After years of icy relations with the US over the Iraq war, France's foreign minister arrived in Baghdad Sunday for a fact-finding visit. Bernard Koucher also will express "solidarity" with the Iraqi people, a spokesman said. His trip was seen as an effort by new President Nicolas Sarkozy's government to end French bitterness over the 2003 US-led invasion of Iraq.

Negotiations for release of 19 remaining Korean hostages in Afghanistan "ended without any result," the Taliban said Saturday, and its leaders were considering their next move. The organization has threatened to execute the Koreans unless the Afghan government frees Taliban prisoners, a demand that President Hamid Karzai has rejected. Meanwhile, a German aid worker was shown on TV pleading for the release of prisoners after she was kidnapped at dinner in a Kabul restaurant. But police said the Taliban were not behind her capture.

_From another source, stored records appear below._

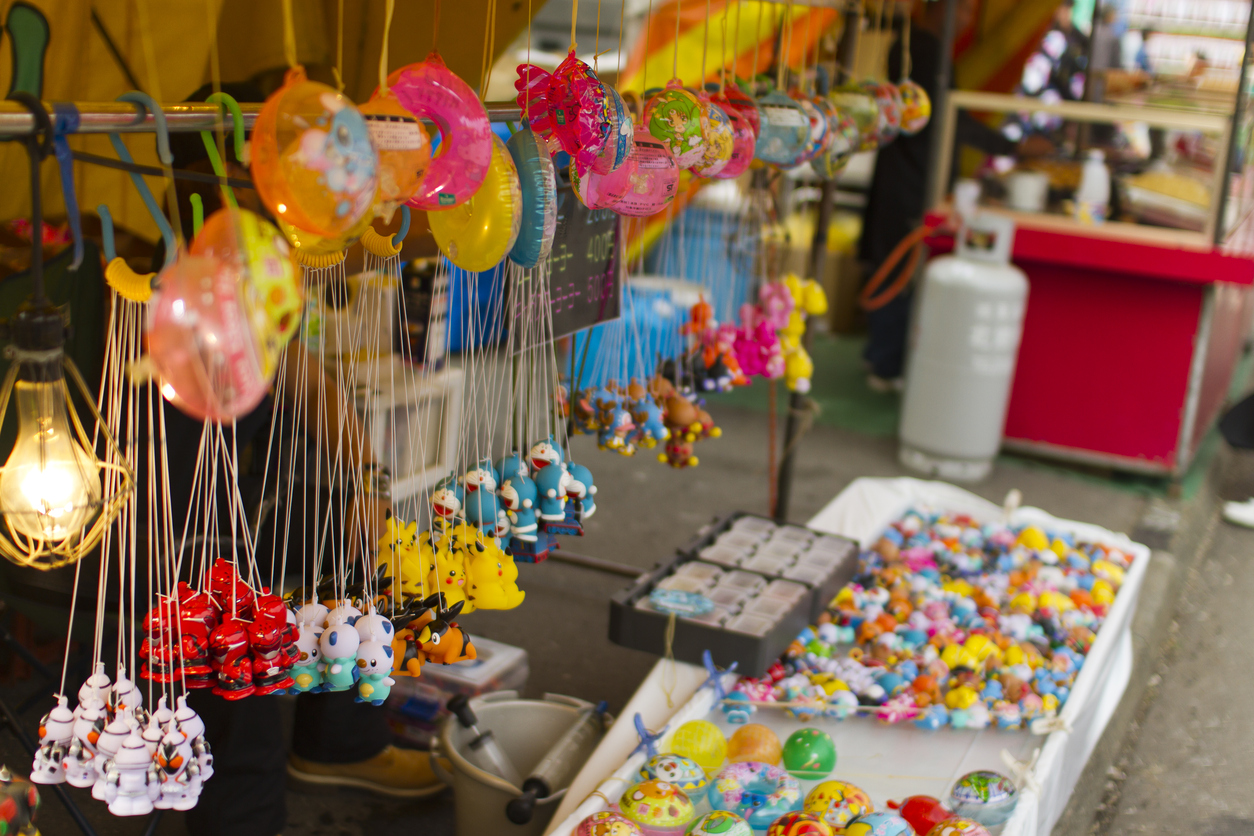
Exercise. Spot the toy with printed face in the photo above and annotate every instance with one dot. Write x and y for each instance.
(447, 500)
(177, 771)
(492, 579)
(650, 425)
(443, 641)
(581, 488)
(542, 455)
(374, 669)
(55, 732)
(519, 495)
(339, 646)
(132, 783)
(228, 648)
(551, 484)
(480, 505)
(616, 429)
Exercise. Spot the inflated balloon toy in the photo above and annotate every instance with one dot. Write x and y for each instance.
(652, 177)
(404, 151)
(567, 108)
(785, 129)
(478, 233)
(202, 344)
(719, 138)
(916, 107)
(674, 117)
(538, 199)
(430, 90)
(312, 159)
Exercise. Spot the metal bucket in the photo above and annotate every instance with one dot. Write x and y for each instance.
(524, 730)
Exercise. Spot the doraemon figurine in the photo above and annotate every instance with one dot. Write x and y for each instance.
(339, 644)
(447, 499)
(551, 484)
(582, 488)
(512, 465)
(518, 494)
(55, 732)
(542, 455)
(479, 499)
(650, 426)
(374, 672)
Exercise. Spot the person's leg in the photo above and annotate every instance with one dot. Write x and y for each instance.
(340, 742)
(246, 795)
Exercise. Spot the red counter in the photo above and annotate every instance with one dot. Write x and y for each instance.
(1129, 345)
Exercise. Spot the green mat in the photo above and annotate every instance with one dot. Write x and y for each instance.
(843, 399)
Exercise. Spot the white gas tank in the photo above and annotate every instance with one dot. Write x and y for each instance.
(963, 346)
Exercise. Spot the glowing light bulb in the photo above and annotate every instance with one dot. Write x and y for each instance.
(50, 486)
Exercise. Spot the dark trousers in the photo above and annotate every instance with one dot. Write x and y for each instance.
(245, 796)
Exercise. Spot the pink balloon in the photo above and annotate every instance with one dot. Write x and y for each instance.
(202, 342)
(432, 90)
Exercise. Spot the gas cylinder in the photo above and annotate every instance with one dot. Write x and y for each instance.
(964, 342)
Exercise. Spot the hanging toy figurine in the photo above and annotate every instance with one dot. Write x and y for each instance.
(374, 671)
(55, 732)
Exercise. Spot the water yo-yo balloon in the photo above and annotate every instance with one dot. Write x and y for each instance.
(538, 194)
(404, 151)
(312, 161)
(432, 90)
(475, 235)
(674, 117)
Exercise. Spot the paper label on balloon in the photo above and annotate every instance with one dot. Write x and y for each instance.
(395, 133)
(784, 117)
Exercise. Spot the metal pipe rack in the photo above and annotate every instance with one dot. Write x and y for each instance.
(123, 117)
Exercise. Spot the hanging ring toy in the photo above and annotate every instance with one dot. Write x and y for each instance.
(432, 90)
(144, 104)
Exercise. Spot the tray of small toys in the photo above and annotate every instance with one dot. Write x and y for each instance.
(741, 589)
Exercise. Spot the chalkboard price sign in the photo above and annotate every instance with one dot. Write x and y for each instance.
(583, 276)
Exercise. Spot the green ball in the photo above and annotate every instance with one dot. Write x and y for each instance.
(809, 753)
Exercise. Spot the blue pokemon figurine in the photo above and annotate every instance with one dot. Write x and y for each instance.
(518, 494)
(374, 669)
(480, 505)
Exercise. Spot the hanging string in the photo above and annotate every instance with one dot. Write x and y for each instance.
(907, 64)
(339, 44)
(383, 52)
(705, 45)
(289, 34)
(675, 64)
(435, 28)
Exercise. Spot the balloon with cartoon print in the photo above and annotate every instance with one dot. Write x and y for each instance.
(879, 824)
(719, 822)
(681, 771)
(655, 805)
(312, 159)
(674, 117)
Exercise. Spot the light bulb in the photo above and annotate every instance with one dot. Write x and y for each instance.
(50, 486)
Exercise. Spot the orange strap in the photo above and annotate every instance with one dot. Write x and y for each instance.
(912, 242)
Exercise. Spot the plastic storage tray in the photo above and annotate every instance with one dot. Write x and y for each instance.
(745, 628)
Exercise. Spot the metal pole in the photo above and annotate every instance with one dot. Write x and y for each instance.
(1234, 132)
(796, 400)
(944, 79)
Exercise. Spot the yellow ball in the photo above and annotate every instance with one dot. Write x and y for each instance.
(701, 741)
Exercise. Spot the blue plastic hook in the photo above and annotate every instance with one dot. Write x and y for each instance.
(647, 738)
(146, 103)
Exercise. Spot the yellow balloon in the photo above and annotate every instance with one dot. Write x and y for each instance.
(477, 235)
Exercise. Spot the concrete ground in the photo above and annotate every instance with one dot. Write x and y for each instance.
(646, 510)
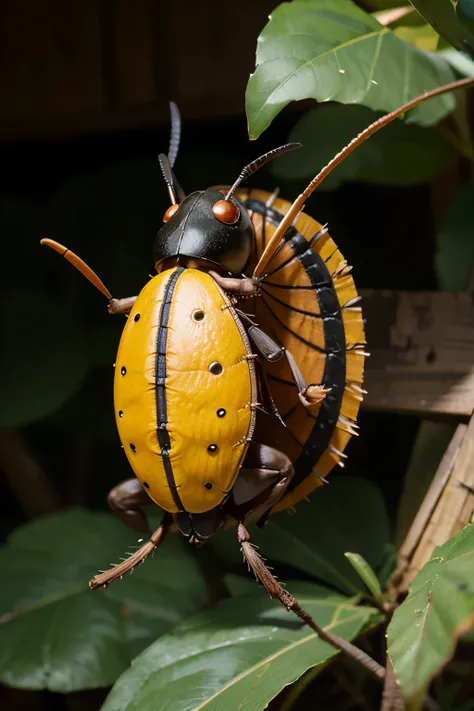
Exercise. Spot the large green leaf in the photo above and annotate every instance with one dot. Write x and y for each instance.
(54, 632)
(439, 608)
(239, 655)
(402, 154)
(346, 515)
(330, 50)
(455, 253)
(441, 14)
(44, 356)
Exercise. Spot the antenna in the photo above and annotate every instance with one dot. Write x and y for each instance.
(257, 164)
(79, 264)
(298, 204)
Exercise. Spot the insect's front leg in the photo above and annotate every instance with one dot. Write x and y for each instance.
(261, 483)
(246, 286)
(121, 306)
(309, 394)
(126, 500)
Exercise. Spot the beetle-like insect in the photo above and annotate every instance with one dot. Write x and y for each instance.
(252, 307)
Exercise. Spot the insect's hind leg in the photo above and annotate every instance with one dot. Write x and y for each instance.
(126, 500)
(309, 394)
(261, 483)
(121, 306)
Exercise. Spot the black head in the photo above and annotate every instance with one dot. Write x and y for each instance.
(208, 225)
(195, 230)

Electricity was to be cut to all of Jamaica, and businesses were ordered to close until Tuesday as hurricane Dean bore down on the island with winds of 145 m.p.h. It appeared on a track that would take it over the Cayman Islands and Mexico's Yucatán Peninsula, causing tourists across the region to crowd airports for flights home.

Next week's summit between the leaders of North and South Korea was postponed at the former's request. North Korea's official news agency said the delay, until Oct. 2-4, was "unavoidable" due to severe flooding that has made recovery a top priority. North Korea already was unable to feed its population without outside aid, and another 11 percent of its rice and corn crop was lost in the flooding, officials said.

Exit polls showed 68 percent approval by voters in Thailand for the new Constitution drafted by the military-backed government. The size of the turnout in Sunday's referendum wasn't immediately clear, however. Ousted Prime Minister Thaksin Shinawatra had urged a "no" vote.Thenew charter is aimed at preventing a repeat of the single-party government that the Army overthrew last year. Thaksin's successor, Surayud Chulanont, said the outcome of the referendum meant an election for a new government "will definitely be held at the end of the year."

No public pressure was exerted on President Robert Mugabe of Zimbabwe as his counterparts in neighboring countries ended a regional summit over the weekend.Although Zimbabwe's economic and political woes dominated the talks, Mugabe didn't attend the final session, and the closing statement made only a brief reference to the turmoil.Western nations, led by the US, had called on the summit to "press vigorously" for an end to the "man-made crisis."

Opposition leaders warned that Kazakhstan was headed "back to the Communist Party of the Soviet Union" after preliminary results from Saturday's election gave President Nursultan Nazarbayev's Nur Otan Party 88 percent of the vote and every contested seat in parliament. A spokesman for the 400-person observer mission of the Organization for Security and Cooperation in Europe said the election showed progress toward democracy, although numerous "international standards" were not met.

Emergency crews patched a levee and were racing to pump water from a flooded coal mine in eastern China where 181 men were trapped. The levee on the Wen River broke Friday from the rains that have pounded China for weeks. Typhoon Sepat added to the problem Sunday, collapsing a railroad station, washing out roads, and causing the evacuation of about 1 million coastal residents. It was blamed for at least 14 deaths.